Scott MacMillan, director of operations of the The Mayor Ralph A. Infante Wellness Center in Niles, one of the official weigh-in sites, said, ''Unfortunately, we are part of a high-stress, stationary culture that needs to expose theirselves to more activity and community interaction.
''Through promotions of programs like the Challenge, our community grows healthier and has a more positive outlook on selves and others.''
The Fitness Challenge debuted in 2002 when Trumbull County probation officer and pastor Vince Peterson and friends each tossed 50 bucks into a pot and said the guy who could lose the most won the cash. That gave them competition, accountability to each other, an incentive - and fun harassing each other.
''I thought something like this would be great if it could be done on a larger scale,'' Peterson said. ''After having been a former football player under coach (Jim) Tressel and learning the concept of giving back to the community from him and my parents, I thought it would be great if the monies raised would go to charities.''
Peterson brought his idea to the Tribune Chronicle, and the rest is 10 years of history.
Vinnie P. not only has been a founder, but also a yearly participant.

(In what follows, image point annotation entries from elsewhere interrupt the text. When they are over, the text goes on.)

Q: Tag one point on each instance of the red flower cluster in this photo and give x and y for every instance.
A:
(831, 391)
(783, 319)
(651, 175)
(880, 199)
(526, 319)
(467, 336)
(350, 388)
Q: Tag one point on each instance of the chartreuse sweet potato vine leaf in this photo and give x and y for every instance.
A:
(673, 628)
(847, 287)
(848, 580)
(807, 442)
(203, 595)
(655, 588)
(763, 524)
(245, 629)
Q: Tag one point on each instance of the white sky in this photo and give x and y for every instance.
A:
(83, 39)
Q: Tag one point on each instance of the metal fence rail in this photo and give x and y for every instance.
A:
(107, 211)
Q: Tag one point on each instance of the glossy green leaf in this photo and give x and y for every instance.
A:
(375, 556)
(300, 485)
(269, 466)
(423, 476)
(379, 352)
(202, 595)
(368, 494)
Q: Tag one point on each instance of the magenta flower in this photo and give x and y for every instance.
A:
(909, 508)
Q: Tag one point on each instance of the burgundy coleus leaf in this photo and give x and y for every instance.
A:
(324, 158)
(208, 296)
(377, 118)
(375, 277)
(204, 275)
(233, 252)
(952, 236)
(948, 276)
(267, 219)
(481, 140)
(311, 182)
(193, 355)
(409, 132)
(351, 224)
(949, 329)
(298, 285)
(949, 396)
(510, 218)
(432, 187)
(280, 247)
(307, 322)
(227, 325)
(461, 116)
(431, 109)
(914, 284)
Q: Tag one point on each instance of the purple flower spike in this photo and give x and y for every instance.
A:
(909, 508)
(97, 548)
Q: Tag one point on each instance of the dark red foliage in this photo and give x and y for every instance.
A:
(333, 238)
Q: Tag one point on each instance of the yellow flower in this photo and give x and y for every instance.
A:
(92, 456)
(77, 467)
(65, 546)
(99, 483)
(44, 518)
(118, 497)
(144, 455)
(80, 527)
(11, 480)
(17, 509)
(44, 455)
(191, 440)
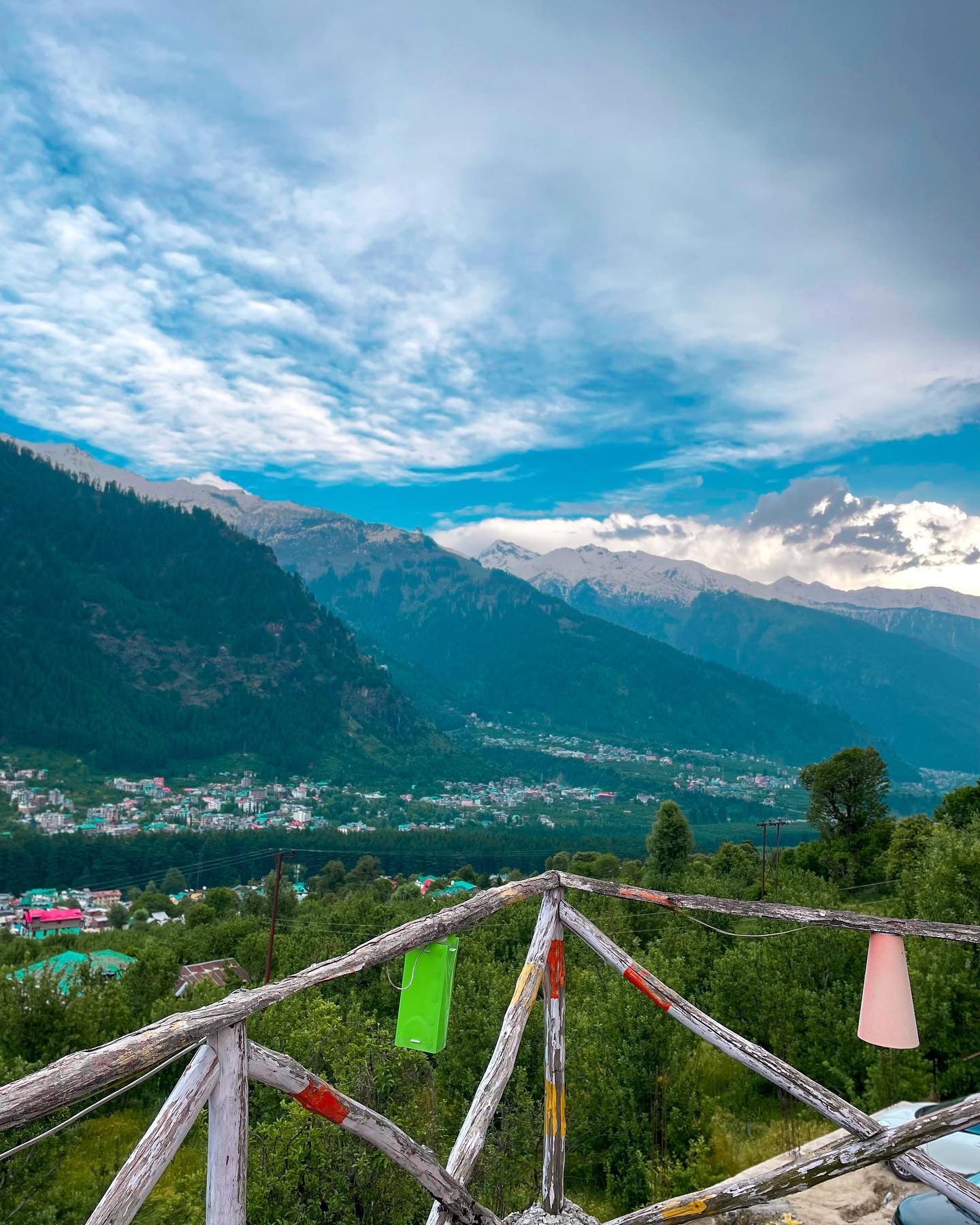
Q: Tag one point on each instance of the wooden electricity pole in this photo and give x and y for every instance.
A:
(275, 912)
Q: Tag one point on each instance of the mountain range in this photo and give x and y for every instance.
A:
(459, 637)
(903, 663)
(153, 637)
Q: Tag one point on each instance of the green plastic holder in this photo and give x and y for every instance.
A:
(427, 992)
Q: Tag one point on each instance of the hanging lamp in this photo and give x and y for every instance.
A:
(887, 1011)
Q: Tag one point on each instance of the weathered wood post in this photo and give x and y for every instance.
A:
(470, 1142)
(228, 1128)
(553, 1174)
(154, 1152)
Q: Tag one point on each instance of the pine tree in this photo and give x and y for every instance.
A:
(669, 842)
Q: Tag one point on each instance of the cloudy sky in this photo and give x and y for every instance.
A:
(700, 278)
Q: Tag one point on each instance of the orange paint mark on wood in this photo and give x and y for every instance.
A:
(555, 968)
(695, 1208)
(661, 900)
(320, 1099)
(632, 975)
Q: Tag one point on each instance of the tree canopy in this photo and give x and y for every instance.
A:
(670, 840)
(848, 791)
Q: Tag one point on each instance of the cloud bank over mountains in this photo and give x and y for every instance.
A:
(816, 529)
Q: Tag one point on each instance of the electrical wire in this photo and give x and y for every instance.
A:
(412, 979)
(87, 1110)
(744, 935)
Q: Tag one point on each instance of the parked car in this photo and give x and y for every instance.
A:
(960, 1152)
(930, 1208)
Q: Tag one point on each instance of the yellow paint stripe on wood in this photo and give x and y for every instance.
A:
(529, 969)
(554, 1109)
(692, 1208)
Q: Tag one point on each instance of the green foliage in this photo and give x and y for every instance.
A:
(882, 679)
(652, 1111)
(669, 842)
(167, 637)
(848, 791)
(459, 638)
(960, 808)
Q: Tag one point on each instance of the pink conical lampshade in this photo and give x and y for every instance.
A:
(887, 1011)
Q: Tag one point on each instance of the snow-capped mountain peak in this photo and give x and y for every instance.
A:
(502, 554)
(637, 576)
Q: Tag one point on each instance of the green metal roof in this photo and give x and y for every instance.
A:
(65, 967)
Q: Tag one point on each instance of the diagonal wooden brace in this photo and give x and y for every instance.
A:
(963, 1194)
(314, 1094)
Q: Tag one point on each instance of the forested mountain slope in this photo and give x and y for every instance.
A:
(154, 636)
(921, 701)
(461, 638)
(919, 698)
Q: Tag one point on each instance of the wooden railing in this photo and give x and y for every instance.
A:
(225, 1061)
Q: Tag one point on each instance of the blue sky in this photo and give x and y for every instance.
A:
(560, 272)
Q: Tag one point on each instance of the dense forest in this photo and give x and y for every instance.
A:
(159, 637)
(882, 680)
(670, 1121)
(461, 638)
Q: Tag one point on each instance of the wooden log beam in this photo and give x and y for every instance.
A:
(472, 1134)
(318, 1096)
(553, 1169)
(85, 1072)
(808, 1170)
(802, 915)
(767, 1065)
(165, 1136)
(228, 1128)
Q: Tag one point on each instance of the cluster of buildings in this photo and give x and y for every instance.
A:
(67, 970)
(150, 805)
(44, 912)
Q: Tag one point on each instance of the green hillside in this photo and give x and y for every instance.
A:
(477, 640)
(154, 637)
(919, 700)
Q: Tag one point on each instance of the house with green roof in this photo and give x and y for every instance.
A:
(38, 898)
(453, 889)
(67, 968)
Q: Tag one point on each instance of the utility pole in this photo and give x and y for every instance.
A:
(275, 912)
(779, 822)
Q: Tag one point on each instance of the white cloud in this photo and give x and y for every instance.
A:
(814, 531)
(376, 243)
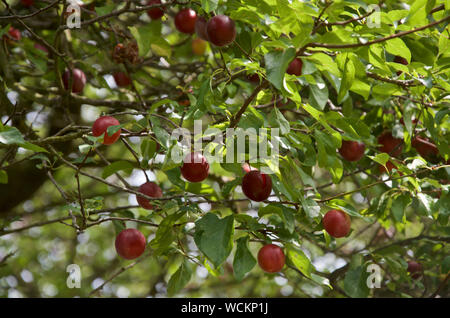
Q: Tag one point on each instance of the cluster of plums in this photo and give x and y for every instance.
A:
(220, 30)
(257, 186)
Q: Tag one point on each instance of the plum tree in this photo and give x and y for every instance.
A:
(352, 150)
(121, 79)
(78, 79)
(200, 28)
(311, 88)
(221, 30)
(389, 144)
(100, 127)
(337, 223)
(185, 21)
(195, 167)
(150, 189)
(271, 258)
(257, 186)
(155, 13)
(130, 244)
(295, 67)
(199, 47)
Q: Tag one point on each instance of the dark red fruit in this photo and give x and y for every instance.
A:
(130, 243)
(337, 223)
(155, 13)
(415, 269)
(389, 166)
(271, 258)
(295, 67)
(352, 150)
(195, 167)
(389, 144)
(221, 30)
(14, 34)
(254, 78)
(152, 190)
(185, 21)
(256, 185)
(426, 149)
(122, 79)
(200, 28)
(78, 80)
(100, 127)
(27, 3)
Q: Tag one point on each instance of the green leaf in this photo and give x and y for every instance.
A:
(311, 207)
(105, 9)
(276, 65)
(111, 130)
(148, 148)
(398, 207)
(12, 136)
(243, 259)
(381, 158)
(165, 234)
(179, 279)
(277, 119)
(298, 258)
(213, 236)
(396, 46)
(3, 177)
(355, 282)
(348, 69)
(319, 93)
(116, 166)
(445, 266)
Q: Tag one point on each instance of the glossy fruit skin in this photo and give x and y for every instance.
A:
(415, 269)
(389, 166)
(400, 60)
(426, 149)
(15, 34)
(352, 150)
(198, 47)
(122, 79)
(152, 190)
(295, 67)
(130, 243)
(257, 186)
(221, 30)
(200, 28)
(185, 21)
(155, 13)
(195, 167)
(100, 127)
(27, 3)
(271, 258)
(337, 223)
(389, 143)
(78, 80)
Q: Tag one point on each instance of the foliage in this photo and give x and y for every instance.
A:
(64, 196)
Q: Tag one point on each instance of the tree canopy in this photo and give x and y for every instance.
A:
(351, 99)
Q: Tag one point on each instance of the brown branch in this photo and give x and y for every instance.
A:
(387, 38)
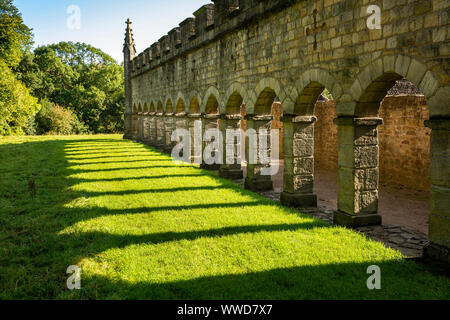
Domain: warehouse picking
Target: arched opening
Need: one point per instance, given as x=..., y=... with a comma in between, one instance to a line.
x=404, y=153
x=169, y=125
x=261, y=162
x=135, y=122
x=160, y=127
x=195, y=131
x=211, y=130
x=194, y=106
x=212, y=105
x=306, y=181
x=233, y=123
x=145, y=123
x=140, y=123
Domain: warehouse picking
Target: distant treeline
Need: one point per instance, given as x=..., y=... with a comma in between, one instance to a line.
x=65, y=88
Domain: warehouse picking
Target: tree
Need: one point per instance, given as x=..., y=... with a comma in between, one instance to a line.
x=15, y=37
x=16, y=103
x=81, y=78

''I gained 10 pounds over the holidays. Hey, but there is a bright side. It could have been 20 if not for my son being home from Villanova (where he plays defensive back on the football team). He ate everything that was not nailed down - 14 pieces of toast at a time, or eight waffles and eight sausage patties alone with a bucket of milk.
''I'm trying to get him to take several months off from school during the Fitness Challenge. There will be nothing in the house to eat, therefore, I will lose weight,'' Peterson said.
''Anyway, I'm in it to win it. My wife has already started her own thing and doesn't want to be on my team. My daughter is in great shape and doesn't need the Fitness Challenge. I might recruit my dad. So get ready. I'm baaaa-aaack and bigger than ever! But not for long!''
Grab four of your buddies and step up to the dinner plate - I mean, step away from the dinner plate - and sign up for the 2011 Fitness Challenge.
On a more serious side, studies have linked a sedentary lifestyle and too many pounds to all kinds of life-shortening diseases and conditions, from diabetes to high blood pressure to sleep apnea to some forms of cancer.
Experts say about three months of practicing a something can be enough to form a habit. For 10 weeks, beginning with the Feb. 10 initial weigh-in, the Fitness Challenge offers a mixture of accountability and silliness with the chance to establish better habits.
Creighton said, ''As the teams embark on their quest, a reminder that resolving to lose weight is a journey, and just like any journey, there will be bumps and detours. It's important to keep your eye on the destination and remember even small changes can move you forward on your way to your goal.''
So c'mon, skinny, let's get Challenged.